Des gouttelettes de coacervation se forment lorsque deux polymères chargés de manière opposée, également appelés polyélectrolytes, se co-assemblent à l’état de condensat dans une solution saline. Plus précisément, la solution se transforme souvent rapidement en un système à deux phases, avec les gouttelettes de coacervat riches en polymères en suspension dans la solution environnante. Les gouttelettes ont la taille de dizaines de microns, environ la taille de cellules biologiques typiques. En fait, il a été démontré que ces gouttelettes effectuent diverses réactions biologiquement pertinentes. Cependant, les gouttelettes coacervatées présentent un inconvénient majeur: elles fusionnent les unes avec les autres pour former des gouttelettes de plus en plus grosses en coalescent jusqu’à ce que toutes les gouttelettes fusionnent pour former une couche macroscopique sédimentée en raison de la sédimentation par gravité.
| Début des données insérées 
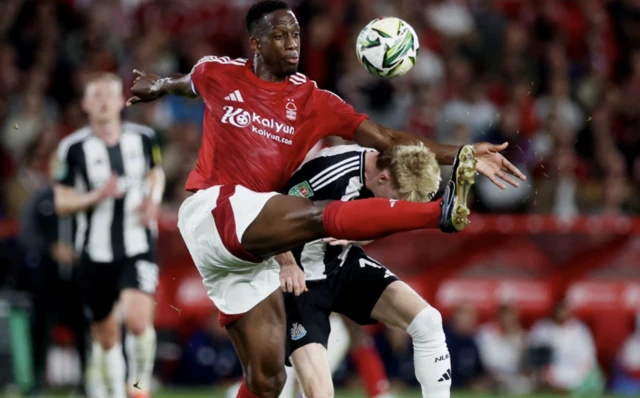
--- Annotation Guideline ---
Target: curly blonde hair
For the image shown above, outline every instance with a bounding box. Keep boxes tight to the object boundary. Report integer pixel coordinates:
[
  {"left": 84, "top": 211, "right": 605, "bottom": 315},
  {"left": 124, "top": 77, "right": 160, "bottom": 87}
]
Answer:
[{"left": 376, "top": 143, "right": 441, "bottom": 202}]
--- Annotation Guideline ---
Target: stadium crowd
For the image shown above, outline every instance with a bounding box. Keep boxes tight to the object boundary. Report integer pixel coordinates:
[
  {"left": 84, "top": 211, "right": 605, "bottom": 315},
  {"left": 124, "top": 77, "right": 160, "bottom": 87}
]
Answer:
[{"left": 0, "top": 0, "right": 640, "bottom": 393}]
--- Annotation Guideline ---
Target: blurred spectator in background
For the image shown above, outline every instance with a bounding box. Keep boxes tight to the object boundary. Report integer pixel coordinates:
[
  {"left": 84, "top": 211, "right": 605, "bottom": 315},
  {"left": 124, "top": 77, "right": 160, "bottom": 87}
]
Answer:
[
  {"left": 611, "top": 312, "right": 640, "bottom": 396},
  {"left": 19, "top": 152, "right": 89, "bottom": 393},
  {"left": 2, "top": 130, "right": 55, "bottom": 219},
  {"left": 476, "top": 304, "right": 533, "bottom": 394},
  {"left": 444, "top": 304, "right": 488, "bottom": 390},
  {"left": 529, "top": 299, "right": 605, "bottom": 395},
  {"left": 177, "top": 312, "right": 242, "bottom": 385}
]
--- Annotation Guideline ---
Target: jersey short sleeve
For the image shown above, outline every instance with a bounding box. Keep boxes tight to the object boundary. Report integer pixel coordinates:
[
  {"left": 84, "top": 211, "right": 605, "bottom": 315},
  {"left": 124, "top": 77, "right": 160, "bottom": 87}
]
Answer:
[
  {"left": 142, "top": 129, "right": 162, "bottom": 168},
  {"left": 314, "top": 89, "right": 369, "bottom": 141},
  {"left": 191, "top": 55, "right": 220, "bottom": 98},
  {"left": 54, "top": 143, "right": 79, "bottom": 187}
]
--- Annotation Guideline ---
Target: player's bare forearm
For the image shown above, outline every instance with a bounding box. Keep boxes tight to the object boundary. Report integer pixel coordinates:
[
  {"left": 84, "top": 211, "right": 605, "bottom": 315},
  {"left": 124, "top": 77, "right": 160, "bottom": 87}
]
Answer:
[
  {"left": 127, "top": 70, "right": 196, "bottom": 106},
  {"left": 274, "top": 252, "right": 298, "bottom": 268},
  {"left": 147, "top": 166, "right": 166, "bottom": 204},
  {"left": 53, "top": 185, "right": 104, "bottom": 216},
  {"left": 162, "top": 73, "right": 197, "bottom": 98},
  {"left": 274, "top": 252, "right": 307, "bottom": 296},
  {"left": 354, "top": 120, "right": 458, "bottom": 165}
]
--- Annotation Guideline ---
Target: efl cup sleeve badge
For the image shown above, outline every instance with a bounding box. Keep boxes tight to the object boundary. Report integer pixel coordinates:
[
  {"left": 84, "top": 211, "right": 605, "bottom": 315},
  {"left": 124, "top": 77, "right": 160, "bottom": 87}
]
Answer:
[
  {"left": 289, "top": 181, "right": 313, "bottom": 198},
  {"left": 284, "top": 98, "right": 298, "bottom": 120}
]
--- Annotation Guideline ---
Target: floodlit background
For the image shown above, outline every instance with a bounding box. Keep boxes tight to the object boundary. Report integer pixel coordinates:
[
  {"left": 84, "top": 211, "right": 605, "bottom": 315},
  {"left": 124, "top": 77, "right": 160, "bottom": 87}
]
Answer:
[{"left": 0, "top": 0, "right": 640, "bottom": 397}]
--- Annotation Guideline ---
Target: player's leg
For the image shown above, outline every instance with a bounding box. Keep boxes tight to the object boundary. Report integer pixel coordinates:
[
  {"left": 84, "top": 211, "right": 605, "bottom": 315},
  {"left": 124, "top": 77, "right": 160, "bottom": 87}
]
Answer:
[
  {"left": 285, "top": 280, "right": 334, "bottom": 398},
  {"left": 90, "top": 309, "right": 127, "bottom": 398},
  {"left": 226, "top": 290, "right": 287, "bottom": 398},
  {"left": 327, "top": 314, "right": 351, "bottom": 374},
  {"left": 291, "top": 343, "right": 334, "bottom": 398},
  {"left": 78, "top": 256, "right": 126, "bottom": 398},
  {"left": 371, "top": 281, "right": 451, "bottom": 398},
  {"left": 344, "top": 317, "right": 389, "bottom": 397},
  {"left": 280, "top": 366, "right": 298, "bottom": 398},
  {"left": 240, "top": 146, "right": 477, "bottom": 257},
  {"left": 120, "top": 255, "right": 158, "bottom": 397}
]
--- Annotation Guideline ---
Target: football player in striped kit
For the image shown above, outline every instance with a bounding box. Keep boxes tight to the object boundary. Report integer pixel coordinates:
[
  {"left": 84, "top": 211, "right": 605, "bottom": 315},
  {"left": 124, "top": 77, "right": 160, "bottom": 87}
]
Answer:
[
  {"left": 54, "top": 74, "right": 165, "bottom": 398},
  {"left": 282, "top": 144, "right": 476, "bottom": 398}
]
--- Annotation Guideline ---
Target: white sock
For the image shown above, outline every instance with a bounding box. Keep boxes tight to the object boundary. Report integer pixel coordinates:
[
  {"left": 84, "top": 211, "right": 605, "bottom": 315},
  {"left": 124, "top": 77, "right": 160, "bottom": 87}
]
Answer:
[
  {"left": 280, "top": 366, "right": 298, "bottom": 398},
  {"left": 327, "top": 315, "right": 351, "bottom": 374},
  {"left": 124, "top": 326, "right": 156, "bottom": 391},
  {"left": 85, "top": 341, "right": 109, "bottom": 398},
  {"left": 103, "top": 343, "right": 127, "bottom": 398},
  {"left": 407, "top": 306, "right": 451, "bottom": 398}
]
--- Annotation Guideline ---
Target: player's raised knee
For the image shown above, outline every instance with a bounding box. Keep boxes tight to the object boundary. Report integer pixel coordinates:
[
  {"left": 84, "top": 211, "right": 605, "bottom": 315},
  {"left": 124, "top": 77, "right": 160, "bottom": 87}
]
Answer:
[
  {"left": 245, "top": 367, "right": 287, "bottom": 398},
  {"left": 124, "top": 314, "right": 148, "bottom": 336},
  {"left": 407, "top": 305, "right": 444, "bottom": 343},
  {"left": 305, "top": 382, "right": 335, "bottom": 398}
]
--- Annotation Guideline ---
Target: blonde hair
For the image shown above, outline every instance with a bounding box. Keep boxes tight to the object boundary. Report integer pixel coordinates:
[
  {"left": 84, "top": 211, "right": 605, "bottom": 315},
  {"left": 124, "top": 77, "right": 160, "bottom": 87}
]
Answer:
[
  {"left": 84, "top": 72, "right": 122, "bottom": 93},
  {"left": 376, "top": 143, "right": 441, "bottom": 202}
]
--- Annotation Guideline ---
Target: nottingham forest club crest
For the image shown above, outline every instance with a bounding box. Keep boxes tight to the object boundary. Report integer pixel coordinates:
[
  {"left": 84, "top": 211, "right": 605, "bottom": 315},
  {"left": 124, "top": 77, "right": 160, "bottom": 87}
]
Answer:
[
  {"left": 284, "top": 98, "right": 298, "bottom": 120},
  {"left": 289, "top": 181, "right": 313, "bottom": 198}
]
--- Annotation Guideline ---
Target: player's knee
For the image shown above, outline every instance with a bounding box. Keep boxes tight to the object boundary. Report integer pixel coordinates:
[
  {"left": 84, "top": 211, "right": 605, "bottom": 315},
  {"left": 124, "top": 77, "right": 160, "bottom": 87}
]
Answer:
[
  {"left": 245, "top": 366, "right": 287, "bottom": 398},
  {"left": 304, "top": 200, "right": 331, "bottom": 231},
  {"left": 94, "top": 332, "right": 118, "bottom": 351},
  {"left": 124, "top": 315, "right": 149, "bottom": 336},
  {"left": 407, "top": 305, "right": 445, "bottom": 346},
  {"left": 303, "top": 380, "right": 335, "bottom": 398}
]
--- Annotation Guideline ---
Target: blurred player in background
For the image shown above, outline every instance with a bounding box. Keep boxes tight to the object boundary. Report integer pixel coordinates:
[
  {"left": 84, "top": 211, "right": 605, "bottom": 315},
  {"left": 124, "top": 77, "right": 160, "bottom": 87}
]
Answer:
[
  {"left": 128, "top": 0, "right": 524, "bottom": 397},
  {"left": 282, "top": 145, "right": 475, "bottom": 397},
  {"left": 54, "top": 74, "right": 165, "bottom": 398}
]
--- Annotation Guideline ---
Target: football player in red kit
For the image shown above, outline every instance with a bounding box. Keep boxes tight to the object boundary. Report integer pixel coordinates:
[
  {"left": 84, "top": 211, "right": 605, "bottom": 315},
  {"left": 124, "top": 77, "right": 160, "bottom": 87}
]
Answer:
[{"left": 128, "top": 0, "right": 525, "bottom": 397}]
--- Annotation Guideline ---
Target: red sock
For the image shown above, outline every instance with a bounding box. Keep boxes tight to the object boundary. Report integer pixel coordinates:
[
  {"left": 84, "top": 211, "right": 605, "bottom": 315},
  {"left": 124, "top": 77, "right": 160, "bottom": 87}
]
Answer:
[
  {"left": 322, "top": 198, "right": 441, "bottom": 240},
  {"left": 236, "top": 382, "right": 258, "bottom": 398},
  {"left": 351, "top": 346, "right": 389, "bottom": 397}
]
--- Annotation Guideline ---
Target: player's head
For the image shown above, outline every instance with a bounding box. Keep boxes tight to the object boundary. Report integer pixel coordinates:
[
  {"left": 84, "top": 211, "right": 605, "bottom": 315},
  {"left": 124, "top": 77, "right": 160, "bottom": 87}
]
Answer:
[
  {"left": 82, "top": 73, "right": 124, "bottom": 124},
  {"left": 367, "top": 144, "right": 440, "bottom": 202},
  {"left": 246, "top": 0, "right": 300, "bottom": 77}
]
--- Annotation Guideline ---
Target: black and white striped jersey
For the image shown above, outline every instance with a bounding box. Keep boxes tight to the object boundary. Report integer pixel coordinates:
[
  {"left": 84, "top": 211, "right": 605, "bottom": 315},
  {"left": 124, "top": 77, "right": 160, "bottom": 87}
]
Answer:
[
  {"left": 56, "top": 123, "right": 160, "bottom": 262},
  {"left": 281, "top": 145, "right": 373, "bottom": 280}
]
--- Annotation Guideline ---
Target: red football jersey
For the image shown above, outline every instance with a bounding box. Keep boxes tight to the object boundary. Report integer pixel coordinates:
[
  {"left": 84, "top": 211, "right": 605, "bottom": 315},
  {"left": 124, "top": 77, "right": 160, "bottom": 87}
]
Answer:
[{"left": 186, "top": 56, "right": 367, "bottom": 192}]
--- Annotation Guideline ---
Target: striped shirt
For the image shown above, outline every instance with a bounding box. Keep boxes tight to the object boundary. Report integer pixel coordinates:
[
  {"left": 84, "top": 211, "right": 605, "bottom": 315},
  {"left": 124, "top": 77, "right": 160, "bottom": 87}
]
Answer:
[
  {"left": 281, "top": 145, "right": 373, "bottom": 280},
  {"left": 56, "top": 123, "right": 160, "bottom": 262}
]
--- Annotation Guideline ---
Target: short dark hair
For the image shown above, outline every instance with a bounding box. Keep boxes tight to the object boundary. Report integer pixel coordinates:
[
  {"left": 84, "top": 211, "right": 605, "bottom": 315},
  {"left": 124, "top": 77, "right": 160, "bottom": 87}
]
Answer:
[{"left": 246, "top": 0, "right": 291, "bottom": 36}]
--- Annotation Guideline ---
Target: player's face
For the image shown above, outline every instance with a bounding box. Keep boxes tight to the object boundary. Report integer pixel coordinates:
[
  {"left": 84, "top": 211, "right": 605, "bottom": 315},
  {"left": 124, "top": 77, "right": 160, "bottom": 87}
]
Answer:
[
  {"left": 258, "top": 10, "right": 300, "bottom": 76},
  {"left": 82, "top": 80, "right": 124, "bottom": 123}
]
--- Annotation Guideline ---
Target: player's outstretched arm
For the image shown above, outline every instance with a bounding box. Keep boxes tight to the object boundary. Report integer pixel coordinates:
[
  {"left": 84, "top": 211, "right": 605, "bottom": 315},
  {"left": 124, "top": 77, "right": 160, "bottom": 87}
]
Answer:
[
  {"left": 127, "top": 69, "right": 197, "bottom": 106},
  {"left": 53, "top": 176, "right": 124, "bottom": 216},
  {"left": 354, "top": 120, "right": 527, "bottom": 189}
]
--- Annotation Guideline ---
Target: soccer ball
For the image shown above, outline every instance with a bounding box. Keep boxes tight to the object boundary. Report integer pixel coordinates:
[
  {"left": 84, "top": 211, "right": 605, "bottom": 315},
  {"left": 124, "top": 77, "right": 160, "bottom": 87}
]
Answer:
[{"left": 356, "top": 17, "right": 420, "bottom": 78}]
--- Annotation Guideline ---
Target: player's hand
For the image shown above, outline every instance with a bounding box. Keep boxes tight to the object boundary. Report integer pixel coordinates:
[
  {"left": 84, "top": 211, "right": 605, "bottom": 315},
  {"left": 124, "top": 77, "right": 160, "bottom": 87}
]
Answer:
[
  {"left": 280, "top": 263, "right": 308, "bottom": 296},
  {"left": 473, "top": 142, "right": 527, "bottom": 189},
  {"left": 100, "top": 174, "right": 124, "bottom": 199},
  {"left": 138, "top": 198, "right": 160, "bottom": 227},
  {"left": 127, "top": 69, "right": 164, "bottom": 106}
]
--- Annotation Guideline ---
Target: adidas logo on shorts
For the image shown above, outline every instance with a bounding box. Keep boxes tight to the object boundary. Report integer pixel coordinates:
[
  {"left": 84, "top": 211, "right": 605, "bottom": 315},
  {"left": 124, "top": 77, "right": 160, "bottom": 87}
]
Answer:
[{"left": 291, "top": 323, "right": 307, "bottom": 341}]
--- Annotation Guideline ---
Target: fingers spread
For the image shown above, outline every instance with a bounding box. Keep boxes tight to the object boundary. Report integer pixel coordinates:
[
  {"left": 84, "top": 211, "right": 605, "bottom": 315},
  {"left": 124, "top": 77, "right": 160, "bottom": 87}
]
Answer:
[
  {"left": 493, "top": 142, "right": 509, "bottom": 152},
  {"left": 496, "top": 171, "right": 520, "bottom": 188},
  {"left": 487, "top": 174, "right": 507, "bottom": 189},
  {"left": 502, "top": 159, "right": 527, "bottom": 181}
]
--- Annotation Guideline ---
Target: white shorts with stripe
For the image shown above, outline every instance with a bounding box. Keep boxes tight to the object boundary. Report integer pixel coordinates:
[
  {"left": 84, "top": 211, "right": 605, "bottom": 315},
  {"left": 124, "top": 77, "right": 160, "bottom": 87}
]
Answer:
[{"left": 178, "top": 185, "right": 280, "bottom": 315}]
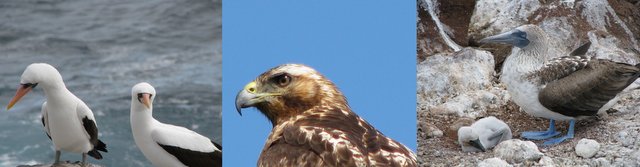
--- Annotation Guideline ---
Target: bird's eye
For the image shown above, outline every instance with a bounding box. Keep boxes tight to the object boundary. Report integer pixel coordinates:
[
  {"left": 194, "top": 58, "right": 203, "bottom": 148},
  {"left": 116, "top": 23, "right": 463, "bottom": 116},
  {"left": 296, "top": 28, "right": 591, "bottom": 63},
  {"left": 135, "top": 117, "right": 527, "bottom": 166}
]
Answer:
[
  {"left": 276, "top": 74, "right": 291, "bottom": 87},
  {"left": 138, "top": 93, "right": 142, "bottom": 103},
  {"left": 22, "top": 83, "right": 38, "bottom": 88}
]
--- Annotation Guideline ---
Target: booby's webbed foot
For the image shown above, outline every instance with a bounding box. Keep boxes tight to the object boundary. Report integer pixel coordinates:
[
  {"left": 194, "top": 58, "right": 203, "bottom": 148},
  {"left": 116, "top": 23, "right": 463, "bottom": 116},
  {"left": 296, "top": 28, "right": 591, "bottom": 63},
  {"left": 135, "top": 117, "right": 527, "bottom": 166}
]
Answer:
[
  {"left": 542, "top": 119, "right": 576, "bottom": 146},
  {"left": 520, "top": 120, "right": 560, "bottom": 140}
]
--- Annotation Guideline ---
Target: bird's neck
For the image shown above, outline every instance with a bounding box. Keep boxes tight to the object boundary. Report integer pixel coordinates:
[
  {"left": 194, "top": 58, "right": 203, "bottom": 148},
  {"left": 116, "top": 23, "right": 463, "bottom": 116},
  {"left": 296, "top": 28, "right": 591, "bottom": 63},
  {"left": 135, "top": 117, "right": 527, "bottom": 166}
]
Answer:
[
  {"left": 502, "top": 44, "right": 549, "bottom": 75},
  {"left": 41, "top": 82, "right": 72, "bottom": 101},
  {"left": 131, "top": 105, "right": 155, "bottom": 129}
]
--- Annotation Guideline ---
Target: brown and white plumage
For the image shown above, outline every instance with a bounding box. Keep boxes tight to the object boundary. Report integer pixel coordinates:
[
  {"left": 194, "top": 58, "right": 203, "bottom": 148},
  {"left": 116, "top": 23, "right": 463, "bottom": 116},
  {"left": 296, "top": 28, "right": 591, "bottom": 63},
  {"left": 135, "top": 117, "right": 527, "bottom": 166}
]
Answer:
[
  {"left": 236, "top": 64, "right": 417, "bottom": 166},
  {"left": 480, "top": 25, "right": 640, "bottom": 145}
]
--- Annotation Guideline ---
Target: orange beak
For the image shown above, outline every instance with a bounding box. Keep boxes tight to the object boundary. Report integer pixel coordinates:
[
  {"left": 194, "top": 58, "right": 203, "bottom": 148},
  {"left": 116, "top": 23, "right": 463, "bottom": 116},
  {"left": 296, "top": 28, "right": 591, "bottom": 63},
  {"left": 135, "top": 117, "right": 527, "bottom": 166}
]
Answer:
[
  {"left": 140, "top": 93, "right": 151, "bottom": 109},
  {"left": 7, "top": 85, "right": 33, "bottom": 110}
]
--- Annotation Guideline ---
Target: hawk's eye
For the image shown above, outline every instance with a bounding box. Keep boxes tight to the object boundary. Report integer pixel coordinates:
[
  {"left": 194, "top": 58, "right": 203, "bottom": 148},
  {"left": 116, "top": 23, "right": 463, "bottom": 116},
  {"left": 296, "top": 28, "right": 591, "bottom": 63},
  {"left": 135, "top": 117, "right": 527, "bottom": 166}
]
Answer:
[{"left": 276, "top": 74, "right": 291, "bottom": 87}]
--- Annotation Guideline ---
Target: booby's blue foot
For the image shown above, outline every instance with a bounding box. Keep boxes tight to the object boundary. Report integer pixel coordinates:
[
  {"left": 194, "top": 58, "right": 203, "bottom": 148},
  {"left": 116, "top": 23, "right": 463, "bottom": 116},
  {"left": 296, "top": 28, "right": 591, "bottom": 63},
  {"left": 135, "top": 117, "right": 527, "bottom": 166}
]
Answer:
[
  {"left": 542, "top": 119, "right": 576, "bottom": 146},
  {"left": 520, "top": 119, "right": 560, "bottom": 140}
]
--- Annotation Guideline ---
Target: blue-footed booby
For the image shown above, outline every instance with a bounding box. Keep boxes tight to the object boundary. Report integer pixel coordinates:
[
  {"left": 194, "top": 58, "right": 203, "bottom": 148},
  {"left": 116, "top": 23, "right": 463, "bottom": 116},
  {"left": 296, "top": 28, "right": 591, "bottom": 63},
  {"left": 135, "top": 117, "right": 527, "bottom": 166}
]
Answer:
[
  {"left": 131, "top": 82, "right": 222, "bottom": 167},
  {"left": 7, "top": 63, "right": 107, "bottom": 165},
  {"left": 480, "top": 25, "right": 640, "bottom": 145},
  {"left": 458, "top": 116, "right": 511, "bottom": 152}
]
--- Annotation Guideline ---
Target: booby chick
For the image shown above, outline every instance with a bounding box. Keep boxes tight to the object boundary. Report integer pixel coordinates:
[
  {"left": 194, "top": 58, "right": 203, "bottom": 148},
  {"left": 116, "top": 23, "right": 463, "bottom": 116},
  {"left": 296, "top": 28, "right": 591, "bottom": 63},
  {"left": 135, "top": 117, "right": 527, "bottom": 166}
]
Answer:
[
  {"left": 458, "top": 116, "right": 511, "bottom": 152},
  {"left": 7, "top": 63, "right": 107, "bottom": 165},
  {"left": 480, "top": 25, "right": 640, "bottom": 145},
  {"left": 131, "top": 82, "right": 222, "bottom": 167},
  {"left": 236, "top": 64, "right": 417, "bottom": 166}
]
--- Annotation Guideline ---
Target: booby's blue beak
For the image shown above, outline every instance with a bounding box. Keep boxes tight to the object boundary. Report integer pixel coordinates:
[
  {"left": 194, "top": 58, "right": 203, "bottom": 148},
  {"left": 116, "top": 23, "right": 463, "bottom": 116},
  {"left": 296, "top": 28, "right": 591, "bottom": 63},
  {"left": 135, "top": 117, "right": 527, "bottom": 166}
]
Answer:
[{"left": 479, "top": 29, "right": 530, "bottom": 48}]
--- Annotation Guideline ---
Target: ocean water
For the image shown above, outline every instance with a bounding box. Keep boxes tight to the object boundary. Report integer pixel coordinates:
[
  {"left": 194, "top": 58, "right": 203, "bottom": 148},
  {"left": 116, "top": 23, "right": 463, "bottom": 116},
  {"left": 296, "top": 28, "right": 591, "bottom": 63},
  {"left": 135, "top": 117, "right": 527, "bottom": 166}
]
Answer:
[{"left": 0, "top": 0, "right": 222, "bottom": 167}]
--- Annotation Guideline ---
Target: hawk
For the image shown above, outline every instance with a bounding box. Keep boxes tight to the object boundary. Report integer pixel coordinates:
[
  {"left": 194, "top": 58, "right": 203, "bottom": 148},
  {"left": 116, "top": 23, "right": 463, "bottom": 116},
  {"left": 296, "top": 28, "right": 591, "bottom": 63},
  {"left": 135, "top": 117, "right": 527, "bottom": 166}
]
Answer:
[{"left": 236, "top": 64, "right": 417, "bottom": 166}]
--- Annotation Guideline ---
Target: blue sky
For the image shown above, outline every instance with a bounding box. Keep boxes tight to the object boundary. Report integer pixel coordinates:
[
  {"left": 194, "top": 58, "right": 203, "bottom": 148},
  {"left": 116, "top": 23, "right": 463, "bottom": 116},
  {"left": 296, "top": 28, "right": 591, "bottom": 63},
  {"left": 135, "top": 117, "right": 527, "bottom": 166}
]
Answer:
[{"left": 222, "top": 0, "right": 416, "bottom": 166}]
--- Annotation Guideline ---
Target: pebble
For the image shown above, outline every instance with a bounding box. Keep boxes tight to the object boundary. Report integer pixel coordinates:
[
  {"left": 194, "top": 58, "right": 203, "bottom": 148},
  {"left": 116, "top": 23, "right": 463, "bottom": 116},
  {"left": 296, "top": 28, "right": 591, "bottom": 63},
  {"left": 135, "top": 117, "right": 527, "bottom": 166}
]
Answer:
[{"left": 576, "top": 138, "right": 600, "bottom": 158}]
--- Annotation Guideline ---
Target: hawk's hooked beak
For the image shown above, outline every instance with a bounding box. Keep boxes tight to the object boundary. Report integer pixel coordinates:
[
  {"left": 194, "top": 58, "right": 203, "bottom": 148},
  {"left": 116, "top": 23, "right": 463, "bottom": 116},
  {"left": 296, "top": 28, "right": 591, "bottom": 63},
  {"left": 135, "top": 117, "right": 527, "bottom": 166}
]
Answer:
[
  {"left": 469, "top": 139, "right": 487, "bottom": 152},
  {"left": 7, "top": 83, "right": 38, "bottom": 110},
  {"left": 479, "top": 29, "right": 529, "bottom": 48},
  {"left": 138, "top": 93, "right": 151, "bottom": 109},
  {"left": 236, "top": 81, "right": 280, "bottom": 116}
]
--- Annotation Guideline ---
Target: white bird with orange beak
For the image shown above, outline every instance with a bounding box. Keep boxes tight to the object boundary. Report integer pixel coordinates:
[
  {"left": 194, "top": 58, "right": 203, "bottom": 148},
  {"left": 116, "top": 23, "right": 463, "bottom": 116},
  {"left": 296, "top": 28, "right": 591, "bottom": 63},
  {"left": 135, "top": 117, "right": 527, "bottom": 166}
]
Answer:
[
  {"left": 131, "top": 82, "right": 222, "bottom": 167},
  {"left": 7, "top": 63, "right": 107, "bottom": 165}
]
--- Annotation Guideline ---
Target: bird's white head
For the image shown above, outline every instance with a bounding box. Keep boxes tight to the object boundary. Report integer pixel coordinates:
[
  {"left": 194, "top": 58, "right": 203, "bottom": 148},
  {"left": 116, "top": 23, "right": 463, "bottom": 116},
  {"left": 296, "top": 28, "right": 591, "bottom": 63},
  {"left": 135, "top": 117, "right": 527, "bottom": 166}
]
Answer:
[
  {"left": 7, "top": 63, "right": 65, "bottom": 110},
  {"left": 458, "top": 126, "right": 486, "bottom": 152},
  {"left": 131, "top": 82, "right": 156, "bottom": 110}
]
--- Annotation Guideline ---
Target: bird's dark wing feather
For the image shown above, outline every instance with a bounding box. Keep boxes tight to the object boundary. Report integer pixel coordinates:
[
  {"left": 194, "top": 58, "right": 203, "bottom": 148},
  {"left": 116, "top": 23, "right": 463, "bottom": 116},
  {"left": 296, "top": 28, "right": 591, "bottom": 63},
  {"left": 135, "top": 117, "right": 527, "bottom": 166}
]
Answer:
[
  {"left": 158, "top": 143, "right": 222, "bottom": 167},
  {"left": 258, "top": 109, "right": 415, "bottom": 166},
  {"left": 538, "top": 59, "right": 640, "bottom": 117}
]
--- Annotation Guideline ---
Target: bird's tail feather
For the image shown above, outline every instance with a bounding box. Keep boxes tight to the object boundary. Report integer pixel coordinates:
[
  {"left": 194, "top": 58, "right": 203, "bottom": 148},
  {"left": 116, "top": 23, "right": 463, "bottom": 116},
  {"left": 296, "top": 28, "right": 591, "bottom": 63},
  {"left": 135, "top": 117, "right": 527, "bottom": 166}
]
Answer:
[{"left": 87, "top": 149, "right": 102, "bottom": 159}]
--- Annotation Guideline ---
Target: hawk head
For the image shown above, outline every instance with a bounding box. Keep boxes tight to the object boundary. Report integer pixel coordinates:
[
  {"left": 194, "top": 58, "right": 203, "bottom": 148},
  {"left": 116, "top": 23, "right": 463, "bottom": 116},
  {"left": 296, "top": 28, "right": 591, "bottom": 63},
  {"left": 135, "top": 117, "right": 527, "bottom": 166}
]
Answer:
[{"left": 236, "top": 64, "right": 348, "bottom": 126}]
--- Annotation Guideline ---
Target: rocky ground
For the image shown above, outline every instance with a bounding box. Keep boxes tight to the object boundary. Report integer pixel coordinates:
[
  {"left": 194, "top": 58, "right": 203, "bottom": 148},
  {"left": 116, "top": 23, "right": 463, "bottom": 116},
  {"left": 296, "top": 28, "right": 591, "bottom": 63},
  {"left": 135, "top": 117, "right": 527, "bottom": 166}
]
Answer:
[
  {"left": 417, "top": 0, "right": 640, "bottom": 166},
  {"left": 18, "top": 161, "right": 102, "bottom": 167}
]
« Pensez à mélanger une cuillère d’huile d’olive dans une tasse d’eau et à la secouer vigoureusement. Au début, vous verrez de petites gouttelettes qui rendent le mélange trouble, mais avec le temps, ces gouttelettes fusionnent pour former des couches d’huile et d’eau séparées. De même, les bioréacteurs à gouttelettes ou les fluides électrorhéologiques fabriqués à partir de coacervats échouent avec le temps lorsque les gouttelettes fusionnent pour former des couches », a déclaré Alamgir Karim, titulaire de la chaire Dow et professeur de la Welch Foundation de l’Université de Houston, qui a dirigé le projet de recherche, en collaboration avec Jack F. Douglas, un long -time collègue et physicien des polymères au NIST, avec des idées fournies par l’expert en coacervats de polyélectrolytes, Matthew Tirrell, doyen de la Pritzker School of Molecular Engineering de l’Université de Chicago.
« Les scientifiques ont résolu le problème de la coalescence des gouttelettes d’huile en ajoutant des molécules de surfactant qui vont à l’interface des gouttelettes d’huile, empêchant les gouttelettes d’huile de fusionner », a déclaré Douglas. Il a poursuivi: « Récemment, une technologie similaire a été appliquée pour coacerver les gouttelettes où des chaînes de polymères spécialisées ont été utilisées pour recouvrir l’interface des gouttelettes, interdisant efficacement leur coalescence. Cependant, ces revêtements moléculaires interdisent le transport de matériaux dans et hors des gouttelettes, les rendant inefficaces pour le bioréacteur. applications. »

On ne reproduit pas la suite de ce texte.